休憩所からはこの通り、遠くに越後駒ヶ岳と八海山の姿を望むことが出来ます。笠倉山まで足を延ばすのはコースタイムが長すぎて面倒という人は、かわりにこの大力山を目指してみては如何でしょう。
230429魚沼アルプス-099

この通り魚沼市の市街地も一望できました。笠倉山に及びませんが、この山も十分すぎるほどに素晴らしき眺望です。
230429魚沼アルプス-100

大力山から下りには、階段が整備されていました。山と言うよりは公園のような扱いをされているのだろうか。
230429魚沼アルプス-101

下るにつれて、周囲は再びユキグニミツバツツジが咲く領域となりました。本日は最初から最後までお花尽くしでありました。
230429魚沼アルプス-102

ここまで下って来てから、ようやく予報の通りに高曇りの雲が空を覆いました。本当は始めからこの状態で下山する見込みだったのですけれどね。
230429魚沼アルプス-103

16時20分 宝泉寺まで戻って来ました。今朝ここから歩き始めてから、8時間10分程の山行きでした。
230429魚沼アルプス-104

大力山登山口のすぐ傍らに立つ宝泉寺です。記録によると、西暦で言うと18世紀の創建です。
230429魚沼アルプス-105

8.魚沼アルプス登山 帰還編 越後三山を遠目に見つつ、小出駅まで歩て戻る

帰りは電話でタクシーを呼んでも良いのですが、大した距離ではないので駅まで直接歩きます。
230429魚沼アルプス-106

一応は近くにバス停もある事にはあるのですが、安定の平日のみ運行です。時間的にも登山で使うのは難しそうです。
230429魚沼アルプス-107

関越道の小出インターの前を通ります。なんか見覚えのある光景だと思ったら、越後駒ヶ岳に訪問した際に確かここから高速を降りたのだったけか。
小出インターの入口

続いて魚野川を渡ります。魚野川は谷川連峰を水源としており、魚沼地方の中心を流れています。今はちょうど雪解けシーズンだからなのか、やたらと水量が多い上に流れが速く、見ていて怖さを感じます。
青島大橋の上から見た魚野川

魚野川の対岸から見た越後三山です。この3座が魚沼地方の象徴とされている所以が良くわかる、圧倒的なまでの存在感です。
230429魚沼アルプス-110
深田久弥は、越後三山の中からどれか一座を百名山に選ぼうとして相当悩んだそうですが、こうして眺めると確かにどの山にも甲乙つけ難いと言う気持ちはよくわかります。

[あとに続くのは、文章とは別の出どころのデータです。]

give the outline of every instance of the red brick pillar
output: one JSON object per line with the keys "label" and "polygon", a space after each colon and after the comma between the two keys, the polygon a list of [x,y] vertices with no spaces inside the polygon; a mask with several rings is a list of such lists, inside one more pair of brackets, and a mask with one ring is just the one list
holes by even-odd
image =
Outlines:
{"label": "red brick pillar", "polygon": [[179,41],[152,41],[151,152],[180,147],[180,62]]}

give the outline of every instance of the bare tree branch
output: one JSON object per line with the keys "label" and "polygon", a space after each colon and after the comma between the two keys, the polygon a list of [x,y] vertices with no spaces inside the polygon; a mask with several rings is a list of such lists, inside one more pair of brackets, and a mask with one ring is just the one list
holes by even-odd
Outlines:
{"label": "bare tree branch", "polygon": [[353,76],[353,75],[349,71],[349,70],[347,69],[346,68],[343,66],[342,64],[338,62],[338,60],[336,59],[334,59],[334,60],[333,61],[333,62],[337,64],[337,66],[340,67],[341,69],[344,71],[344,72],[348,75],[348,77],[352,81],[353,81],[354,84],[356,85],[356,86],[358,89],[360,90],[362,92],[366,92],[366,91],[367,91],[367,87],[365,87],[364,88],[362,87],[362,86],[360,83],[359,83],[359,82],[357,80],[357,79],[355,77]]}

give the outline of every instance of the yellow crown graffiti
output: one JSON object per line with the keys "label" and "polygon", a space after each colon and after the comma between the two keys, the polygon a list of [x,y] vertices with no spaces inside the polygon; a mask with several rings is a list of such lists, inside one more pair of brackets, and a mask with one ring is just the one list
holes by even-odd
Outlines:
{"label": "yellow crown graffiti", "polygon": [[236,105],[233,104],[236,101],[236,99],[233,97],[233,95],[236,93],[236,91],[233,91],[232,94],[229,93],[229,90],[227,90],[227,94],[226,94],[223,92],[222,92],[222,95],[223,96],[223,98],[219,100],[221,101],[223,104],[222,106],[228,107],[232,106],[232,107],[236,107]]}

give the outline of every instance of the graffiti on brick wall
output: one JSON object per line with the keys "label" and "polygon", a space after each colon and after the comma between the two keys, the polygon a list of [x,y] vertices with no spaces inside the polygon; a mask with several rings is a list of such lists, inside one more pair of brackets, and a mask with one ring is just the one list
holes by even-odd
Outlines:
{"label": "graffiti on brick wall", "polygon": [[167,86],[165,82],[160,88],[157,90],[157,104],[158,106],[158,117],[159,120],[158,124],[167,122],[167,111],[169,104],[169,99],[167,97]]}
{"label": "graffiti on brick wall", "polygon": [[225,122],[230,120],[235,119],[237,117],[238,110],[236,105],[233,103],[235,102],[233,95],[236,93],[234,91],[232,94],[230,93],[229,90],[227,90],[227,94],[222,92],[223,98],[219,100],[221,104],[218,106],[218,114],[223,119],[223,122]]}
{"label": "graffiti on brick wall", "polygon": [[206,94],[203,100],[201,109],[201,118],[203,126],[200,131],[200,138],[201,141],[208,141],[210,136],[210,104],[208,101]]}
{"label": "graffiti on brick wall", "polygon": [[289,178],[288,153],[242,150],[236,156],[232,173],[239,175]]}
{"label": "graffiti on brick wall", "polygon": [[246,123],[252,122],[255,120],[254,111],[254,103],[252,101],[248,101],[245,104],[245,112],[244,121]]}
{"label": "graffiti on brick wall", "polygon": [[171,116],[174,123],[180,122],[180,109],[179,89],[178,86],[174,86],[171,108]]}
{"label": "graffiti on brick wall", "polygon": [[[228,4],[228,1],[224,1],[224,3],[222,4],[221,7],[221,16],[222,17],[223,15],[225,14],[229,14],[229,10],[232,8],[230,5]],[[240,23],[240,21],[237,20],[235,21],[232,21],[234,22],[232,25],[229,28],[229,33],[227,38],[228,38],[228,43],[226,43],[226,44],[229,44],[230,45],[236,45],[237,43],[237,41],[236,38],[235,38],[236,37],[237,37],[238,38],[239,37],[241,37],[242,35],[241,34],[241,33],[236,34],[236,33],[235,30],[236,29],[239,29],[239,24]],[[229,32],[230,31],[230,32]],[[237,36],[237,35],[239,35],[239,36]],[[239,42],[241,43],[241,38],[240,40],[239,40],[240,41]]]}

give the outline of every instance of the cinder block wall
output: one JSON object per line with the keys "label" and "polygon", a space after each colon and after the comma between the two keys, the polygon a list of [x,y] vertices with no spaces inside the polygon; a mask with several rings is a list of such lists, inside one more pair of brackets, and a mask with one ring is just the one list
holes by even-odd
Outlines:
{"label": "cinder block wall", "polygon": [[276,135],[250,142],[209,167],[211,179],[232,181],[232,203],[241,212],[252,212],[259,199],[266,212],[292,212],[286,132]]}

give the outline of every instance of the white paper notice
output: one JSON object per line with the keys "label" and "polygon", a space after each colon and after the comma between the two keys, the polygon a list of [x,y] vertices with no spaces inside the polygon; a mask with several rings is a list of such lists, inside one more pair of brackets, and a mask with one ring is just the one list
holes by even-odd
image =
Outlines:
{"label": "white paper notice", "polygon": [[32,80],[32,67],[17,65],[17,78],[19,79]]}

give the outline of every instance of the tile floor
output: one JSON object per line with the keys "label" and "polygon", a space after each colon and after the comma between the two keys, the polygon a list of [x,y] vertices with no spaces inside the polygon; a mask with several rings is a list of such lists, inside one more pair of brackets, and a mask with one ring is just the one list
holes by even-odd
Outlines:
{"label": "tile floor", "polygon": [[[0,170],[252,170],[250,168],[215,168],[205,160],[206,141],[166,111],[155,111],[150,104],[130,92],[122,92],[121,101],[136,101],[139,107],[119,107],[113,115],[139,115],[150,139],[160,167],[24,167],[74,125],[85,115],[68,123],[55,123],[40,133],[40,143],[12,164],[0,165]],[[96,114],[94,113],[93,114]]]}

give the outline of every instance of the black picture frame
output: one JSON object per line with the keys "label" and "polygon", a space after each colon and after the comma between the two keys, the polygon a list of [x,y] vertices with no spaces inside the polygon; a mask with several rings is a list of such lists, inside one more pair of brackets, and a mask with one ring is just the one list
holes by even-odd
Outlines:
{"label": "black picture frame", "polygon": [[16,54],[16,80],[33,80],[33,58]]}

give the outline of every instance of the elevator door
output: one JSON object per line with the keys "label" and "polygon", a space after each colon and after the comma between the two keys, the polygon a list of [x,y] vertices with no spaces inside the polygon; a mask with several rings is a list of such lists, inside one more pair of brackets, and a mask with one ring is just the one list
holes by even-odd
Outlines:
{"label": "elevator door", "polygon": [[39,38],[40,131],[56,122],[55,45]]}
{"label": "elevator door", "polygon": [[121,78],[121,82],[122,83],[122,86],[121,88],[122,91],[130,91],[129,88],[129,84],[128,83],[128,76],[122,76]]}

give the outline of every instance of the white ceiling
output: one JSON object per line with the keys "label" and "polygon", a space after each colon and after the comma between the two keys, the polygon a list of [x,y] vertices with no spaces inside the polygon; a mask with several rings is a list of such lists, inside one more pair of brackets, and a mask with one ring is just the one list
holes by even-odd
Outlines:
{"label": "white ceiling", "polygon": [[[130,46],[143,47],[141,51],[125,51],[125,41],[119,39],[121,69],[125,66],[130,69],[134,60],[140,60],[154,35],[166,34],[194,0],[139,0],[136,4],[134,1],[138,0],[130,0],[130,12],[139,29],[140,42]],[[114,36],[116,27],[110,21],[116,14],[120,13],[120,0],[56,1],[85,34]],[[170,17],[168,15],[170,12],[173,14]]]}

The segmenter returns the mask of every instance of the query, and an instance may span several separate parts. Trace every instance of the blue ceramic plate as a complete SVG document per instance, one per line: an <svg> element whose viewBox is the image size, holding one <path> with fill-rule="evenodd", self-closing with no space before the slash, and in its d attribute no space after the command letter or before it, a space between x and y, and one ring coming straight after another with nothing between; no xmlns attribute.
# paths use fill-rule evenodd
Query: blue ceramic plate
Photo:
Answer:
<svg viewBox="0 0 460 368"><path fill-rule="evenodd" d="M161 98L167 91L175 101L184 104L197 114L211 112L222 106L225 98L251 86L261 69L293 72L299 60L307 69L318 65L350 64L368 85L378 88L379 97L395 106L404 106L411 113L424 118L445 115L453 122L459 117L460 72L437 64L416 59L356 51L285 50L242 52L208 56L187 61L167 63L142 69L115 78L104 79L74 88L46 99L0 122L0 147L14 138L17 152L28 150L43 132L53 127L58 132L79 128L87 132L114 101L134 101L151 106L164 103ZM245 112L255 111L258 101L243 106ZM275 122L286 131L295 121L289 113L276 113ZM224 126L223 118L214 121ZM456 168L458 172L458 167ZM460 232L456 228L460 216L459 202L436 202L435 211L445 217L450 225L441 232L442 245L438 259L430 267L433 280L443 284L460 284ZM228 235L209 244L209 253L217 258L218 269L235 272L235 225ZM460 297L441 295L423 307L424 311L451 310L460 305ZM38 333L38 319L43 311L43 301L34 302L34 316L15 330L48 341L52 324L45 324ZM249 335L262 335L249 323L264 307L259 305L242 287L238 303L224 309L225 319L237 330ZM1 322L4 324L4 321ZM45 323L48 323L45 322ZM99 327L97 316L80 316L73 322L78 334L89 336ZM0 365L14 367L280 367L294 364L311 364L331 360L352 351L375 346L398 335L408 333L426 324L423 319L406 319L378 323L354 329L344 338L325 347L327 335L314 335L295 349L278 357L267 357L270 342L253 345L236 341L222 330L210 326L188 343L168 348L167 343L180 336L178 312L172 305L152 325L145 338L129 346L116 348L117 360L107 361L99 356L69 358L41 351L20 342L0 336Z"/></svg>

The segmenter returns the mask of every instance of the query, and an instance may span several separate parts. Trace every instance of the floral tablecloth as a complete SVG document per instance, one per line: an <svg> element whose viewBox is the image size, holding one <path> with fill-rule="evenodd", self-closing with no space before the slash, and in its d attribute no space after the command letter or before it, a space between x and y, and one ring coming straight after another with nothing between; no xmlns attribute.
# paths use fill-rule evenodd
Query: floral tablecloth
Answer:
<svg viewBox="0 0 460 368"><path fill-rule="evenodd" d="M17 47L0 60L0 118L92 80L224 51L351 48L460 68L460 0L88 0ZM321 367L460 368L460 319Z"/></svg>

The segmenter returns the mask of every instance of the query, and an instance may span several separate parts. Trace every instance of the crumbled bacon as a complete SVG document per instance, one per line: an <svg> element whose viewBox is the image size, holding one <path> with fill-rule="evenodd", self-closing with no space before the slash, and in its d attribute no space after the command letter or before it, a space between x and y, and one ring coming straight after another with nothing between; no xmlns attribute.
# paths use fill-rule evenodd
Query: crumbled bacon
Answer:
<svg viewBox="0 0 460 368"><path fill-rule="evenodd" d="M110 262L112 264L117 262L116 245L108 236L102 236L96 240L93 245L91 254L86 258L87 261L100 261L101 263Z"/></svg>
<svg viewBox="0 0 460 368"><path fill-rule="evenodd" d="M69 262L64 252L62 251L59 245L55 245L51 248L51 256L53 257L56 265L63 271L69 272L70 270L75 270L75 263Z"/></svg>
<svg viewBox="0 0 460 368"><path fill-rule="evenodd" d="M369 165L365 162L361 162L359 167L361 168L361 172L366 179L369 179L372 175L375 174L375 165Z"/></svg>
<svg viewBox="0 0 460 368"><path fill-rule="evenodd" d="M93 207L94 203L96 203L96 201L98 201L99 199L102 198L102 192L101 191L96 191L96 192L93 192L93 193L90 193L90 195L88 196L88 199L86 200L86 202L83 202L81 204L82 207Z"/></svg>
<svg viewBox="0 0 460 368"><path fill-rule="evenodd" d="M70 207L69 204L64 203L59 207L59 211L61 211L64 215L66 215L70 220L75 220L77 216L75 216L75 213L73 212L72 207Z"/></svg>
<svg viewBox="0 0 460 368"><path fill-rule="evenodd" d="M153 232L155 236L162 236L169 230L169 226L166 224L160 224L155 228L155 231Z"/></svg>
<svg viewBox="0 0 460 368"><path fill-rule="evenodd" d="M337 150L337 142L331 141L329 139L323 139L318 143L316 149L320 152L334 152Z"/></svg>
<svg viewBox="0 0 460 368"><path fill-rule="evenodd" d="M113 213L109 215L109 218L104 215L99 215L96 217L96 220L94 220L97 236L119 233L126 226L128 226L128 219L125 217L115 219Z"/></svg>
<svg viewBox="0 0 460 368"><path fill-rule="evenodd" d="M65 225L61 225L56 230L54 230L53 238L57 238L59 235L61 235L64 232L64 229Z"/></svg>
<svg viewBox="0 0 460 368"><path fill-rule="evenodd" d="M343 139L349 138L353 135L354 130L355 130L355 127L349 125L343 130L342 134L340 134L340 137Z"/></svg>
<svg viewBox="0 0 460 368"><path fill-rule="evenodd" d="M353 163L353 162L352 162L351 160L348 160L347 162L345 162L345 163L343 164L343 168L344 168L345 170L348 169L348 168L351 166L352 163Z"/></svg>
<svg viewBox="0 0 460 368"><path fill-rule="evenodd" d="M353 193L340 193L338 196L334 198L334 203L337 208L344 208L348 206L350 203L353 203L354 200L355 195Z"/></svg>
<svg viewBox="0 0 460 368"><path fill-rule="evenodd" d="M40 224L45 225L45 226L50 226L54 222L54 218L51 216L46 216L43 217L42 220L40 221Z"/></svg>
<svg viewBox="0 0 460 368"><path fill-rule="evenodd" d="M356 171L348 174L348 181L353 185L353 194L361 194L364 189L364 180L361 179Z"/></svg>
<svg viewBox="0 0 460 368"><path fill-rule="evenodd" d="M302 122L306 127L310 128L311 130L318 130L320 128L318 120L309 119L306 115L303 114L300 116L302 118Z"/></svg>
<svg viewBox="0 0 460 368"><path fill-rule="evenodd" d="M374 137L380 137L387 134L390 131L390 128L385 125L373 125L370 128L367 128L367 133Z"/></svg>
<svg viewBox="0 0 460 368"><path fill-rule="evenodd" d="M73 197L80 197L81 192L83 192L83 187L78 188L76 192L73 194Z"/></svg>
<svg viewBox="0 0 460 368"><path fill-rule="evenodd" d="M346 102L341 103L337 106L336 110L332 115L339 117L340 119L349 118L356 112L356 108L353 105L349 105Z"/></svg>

越後三山の左隣に、今日歩いて来た魚沼アルプスの山並みも良く見えました。
小出から見た魚沼アルプス

笠倉山の山頂もこの通り良く見えています。一見するとどこにでもありそうな里山そのものなのに、よもやあれほどの大展望が広がっていようとは。
小出市内から見た笠倉山

魚沼市の中心地は魚野川の東側にありますが、小出駅があるのは川の西側です。町の中心からは少し外れており、駅の周囲は驚くほど閑散としていました。魚沼市は基本的に自動車社会なんでしょうね。
小出駅の入り口

17時30分 小出駅に到着しました。なんだかんだで、宝泉寺からは徒歩で1時間以上を要しました。道中の写真をたくさん撮りながらチンタラ歩いた結果なので、脇目も触れずに真面目に歩けはなんとか1時間以内には収まると思います。
小出駅の駅前

往路と同じ経路を反対向きに辿って、長い長い帰宅の途につきました。
230429魚沼アルプス-114

遠路はるばる日帰り弾丸で決行された魚沼アルプスの訪問は、大満足の内に幕を下ろしました。
眺めの良いコースであると事前に聞いてはいましたが、期待値を大幅に上回る絶景に圧倒され続けた一日でした。かくも素晴らしきハイキングコースが、地元の人以外にはほとんど存在を知られることも無しに埋もれてしまっているのが不思議でなりません。東京から訪問するには多大な手間と交通費を要しますが、それを費やしでも訪れるだだけの価値は確実にあると思います。
なお魚沼アルプスは、最高地点でも標高が1,000メートルに満たない純然たる低山なので、夏は恐らく灼熱地獄と化します。ベストな訪問時期は雪解け直後の春か、もしくは紅葉前線が低山にまで下りて来る晩秋の時期です。
地元新潟の人にも、そうではない人にも、あらゆる人に自信を持ってオススメします。

<コースタイム>
宝泉寺(8:10)-鳴倉山(10:00~10:15)-トヤの頭(11:00)-駒の頭(11:35)-黒禿の頭(12:30)-笠倉山(12:50~13:30)-黒禿の頭(14:05)-大力山(15:15~15:40)-宝泉寺(16:20)-小出駅(17:30)

笠倉山山頂での記念撮影

最後までお読みいただき、ありがとうございました。

コメント

  1. たむ より:

    魚沼アルプス素敵ですね
    1000mに満たなく、森林限界で眺望が良くて、気軽に楽しめそうな感じですね
    近くに見える名山も多くワクワクしそうです
    機会があれば行きたいです!

    • オオツキ オオツキ より:

      たむさま
      コメントをありがとうございます。

      アップダウンがかなり多めで、どちらかと言うとガッツリ歩きたい人向けのコースです。あまり気軽とは言えないかもしれません。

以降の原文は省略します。